Giving a meta tag attribute "user-scalable=no" will restrict the user from zooming elsewhere. Prevent zooming all together by adding this meta tag to your head tag. This tells the mobile browser to use the same width scale and will not allow the user to zoom in at all, hence also disables that annoying behavior.
You should set body and html to position:fixed; , and then set right: , left: , top: , and bottom: to 0; . That way, even if content overflows it will not extend past the limits of the viewport. Caveat: Using this method, if the user makes their window smaller, content will be cut off.
Solved it as follows,
in CSS
#my{
zoom: 100%;
}
Now, it loads in 100% zoom by default.
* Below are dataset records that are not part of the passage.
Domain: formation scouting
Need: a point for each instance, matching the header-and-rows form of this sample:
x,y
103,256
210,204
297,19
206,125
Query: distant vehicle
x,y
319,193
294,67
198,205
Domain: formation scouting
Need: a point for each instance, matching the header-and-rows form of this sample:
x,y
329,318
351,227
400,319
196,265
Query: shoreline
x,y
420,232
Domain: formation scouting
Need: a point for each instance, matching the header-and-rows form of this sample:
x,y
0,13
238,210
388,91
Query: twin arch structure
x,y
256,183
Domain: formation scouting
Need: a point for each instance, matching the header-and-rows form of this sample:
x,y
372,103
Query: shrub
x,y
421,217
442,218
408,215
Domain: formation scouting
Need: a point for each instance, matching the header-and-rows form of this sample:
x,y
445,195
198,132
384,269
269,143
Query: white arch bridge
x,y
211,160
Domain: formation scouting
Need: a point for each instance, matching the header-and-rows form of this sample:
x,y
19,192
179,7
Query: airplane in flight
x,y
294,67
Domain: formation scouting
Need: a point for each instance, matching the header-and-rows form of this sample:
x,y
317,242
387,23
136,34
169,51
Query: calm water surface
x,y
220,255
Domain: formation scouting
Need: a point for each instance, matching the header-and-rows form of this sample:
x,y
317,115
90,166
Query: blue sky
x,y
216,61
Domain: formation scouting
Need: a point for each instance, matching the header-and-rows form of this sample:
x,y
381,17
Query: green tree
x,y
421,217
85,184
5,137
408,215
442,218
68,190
Tested it by giving 290% zoom and it loaded by that zoom percentage on default, it's upto the user if he wants to change zoom.
Though this is not the best way to do it, there is another effective solution
Check the page code of stack over flow, even they have buttons and they use un ordered lists to solve this problem.
In js you can change zoom by
document.body.style.zoom="90%"
But it doesn't work in FF http://caniuse.com/#search=zoom
For ff you can try
-moz-transform: scale(0.9);
And check next topic How can I zoom an HTML element in Firefox and Opera?
A better solution is not to make your page dependable on zoom settings. If you set limits like the one you are proposing, you are limiting accessibility. If someone cannot read your text well, they just won't be able to change that. I would use proper CSS to make it look nice in any zoom.
If your really insist, take a look at this question on how to detect zoom level using JavaScript (nightmare!): How to detect page zoom level in all modern browsers?